You would think with the deluge of words which has washed over the incident between Marc Márquez and Valentino Rossi in the last corner (and to which I contributed more than my fair share, I must confess) that there were only two riders and one race at Assen on Saturday. Beyond the clash at the GT chicane, there was much more to talk about after Holland.
Whatever the immediate aftermath of the clash between Márquez and Rossi, the longer term implications of the result have made the championship even more interesting. Márquez' decision to switch back to the 2014 chassis for his Repsol Honda RC213V has been proven to be the correct one. Though the engine is still as aggressive as ever, the old chassis in combination with the new swingarm and new forks tested at Le Mans has made the bike much more manageable. Márquez can now slide the rear on corner entry in a much more controlled way than before, taking away the behavior the reigning champion has struggled with most. The Spaniard showed he could be competitive from the start of the race to the end, instead of crashing out as the tires started to go off.

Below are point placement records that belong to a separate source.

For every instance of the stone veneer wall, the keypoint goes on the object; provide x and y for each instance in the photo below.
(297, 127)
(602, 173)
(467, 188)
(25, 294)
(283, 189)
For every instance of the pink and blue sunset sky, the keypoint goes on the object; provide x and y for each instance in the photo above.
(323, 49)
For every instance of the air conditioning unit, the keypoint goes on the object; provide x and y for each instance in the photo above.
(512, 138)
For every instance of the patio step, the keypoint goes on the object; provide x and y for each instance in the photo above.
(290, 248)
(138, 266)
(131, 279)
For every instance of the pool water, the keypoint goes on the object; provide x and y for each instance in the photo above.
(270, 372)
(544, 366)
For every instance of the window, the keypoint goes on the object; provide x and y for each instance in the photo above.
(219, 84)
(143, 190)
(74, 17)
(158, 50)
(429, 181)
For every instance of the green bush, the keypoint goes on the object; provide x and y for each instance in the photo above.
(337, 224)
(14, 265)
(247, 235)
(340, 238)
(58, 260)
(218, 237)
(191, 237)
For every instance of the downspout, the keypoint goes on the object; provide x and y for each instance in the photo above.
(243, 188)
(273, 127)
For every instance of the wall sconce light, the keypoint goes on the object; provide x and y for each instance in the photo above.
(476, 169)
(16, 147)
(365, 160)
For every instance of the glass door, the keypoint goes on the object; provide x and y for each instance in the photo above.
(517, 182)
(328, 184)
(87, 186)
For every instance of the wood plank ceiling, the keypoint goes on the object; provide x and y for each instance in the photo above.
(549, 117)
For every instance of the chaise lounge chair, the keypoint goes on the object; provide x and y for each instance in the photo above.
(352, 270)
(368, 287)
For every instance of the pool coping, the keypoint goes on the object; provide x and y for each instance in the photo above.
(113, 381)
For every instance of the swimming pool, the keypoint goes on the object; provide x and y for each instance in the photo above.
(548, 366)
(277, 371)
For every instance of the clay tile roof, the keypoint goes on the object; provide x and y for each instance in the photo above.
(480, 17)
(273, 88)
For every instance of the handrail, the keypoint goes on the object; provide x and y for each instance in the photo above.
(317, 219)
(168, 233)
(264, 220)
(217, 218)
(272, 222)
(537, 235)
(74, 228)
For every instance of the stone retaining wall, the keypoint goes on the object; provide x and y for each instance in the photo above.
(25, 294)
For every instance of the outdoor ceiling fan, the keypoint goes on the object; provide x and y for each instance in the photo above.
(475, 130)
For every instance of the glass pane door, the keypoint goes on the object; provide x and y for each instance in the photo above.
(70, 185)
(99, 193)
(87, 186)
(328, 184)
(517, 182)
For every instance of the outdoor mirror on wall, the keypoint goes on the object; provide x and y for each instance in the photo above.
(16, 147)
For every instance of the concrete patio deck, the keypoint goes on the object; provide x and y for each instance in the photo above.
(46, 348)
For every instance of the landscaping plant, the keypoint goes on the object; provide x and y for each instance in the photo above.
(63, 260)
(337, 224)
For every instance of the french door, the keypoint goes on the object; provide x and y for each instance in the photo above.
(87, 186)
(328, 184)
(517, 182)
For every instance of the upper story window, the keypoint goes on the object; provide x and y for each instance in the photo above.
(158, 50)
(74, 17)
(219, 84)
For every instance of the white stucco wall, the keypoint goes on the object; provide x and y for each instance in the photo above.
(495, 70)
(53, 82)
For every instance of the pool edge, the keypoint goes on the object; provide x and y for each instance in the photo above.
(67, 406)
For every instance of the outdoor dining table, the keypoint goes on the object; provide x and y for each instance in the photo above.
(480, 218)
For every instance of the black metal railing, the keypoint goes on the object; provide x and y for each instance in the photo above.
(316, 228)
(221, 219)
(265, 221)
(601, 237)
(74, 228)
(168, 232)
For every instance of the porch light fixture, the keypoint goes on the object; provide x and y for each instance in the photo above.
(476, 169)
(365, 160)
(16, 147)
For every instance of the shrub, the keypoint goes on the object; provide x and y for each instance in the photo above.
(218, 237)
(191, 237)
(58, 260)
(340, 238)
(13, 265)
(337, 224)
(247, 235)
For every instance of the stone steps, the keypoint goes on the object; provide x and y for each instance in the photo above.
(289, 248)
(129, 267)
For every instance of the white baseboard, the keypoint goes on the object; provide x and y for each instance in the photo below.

The bike is still a long way from cured, however. Márquez switched to the medium front tire rather than the soft, the only rider to do so. The medium provides a bit more support under braking, compensating for the reduced braking from the rear wheel. That support comes at the cost of extra grip provided by the softer front. Whether Márquez will be able to employ that same strategy for the rest of the season remains to be seen. For a start, Assen is not a very typical track, featuring a lot more flowing corners than usual. At circuits with more corners needing hard braking, the challenge will be greater. The next race is at the Sachsenring, where asymmetric front tires will be on offer. How the Honda deals with that will be interesting.
A more competitive Márquez will certainly liven the championship up. After Lorenzo swept the previous four races, a Rossi comeback gave him back the advantage in the championship. Without Márquez, Rossi would only have extended his lead by five more points, but the Repsol Honda man put himself between the two Movistar Yamaha teammates, meaning that Lorenzo's deficit grew to ten points. With ten races to go, the championship is still wide open, though realistically, it is only between Rossi and Lorenzo. But the influence of a rider who is consistently capable of inserting himself between the two Yamahas could end up having a major effect on the championship.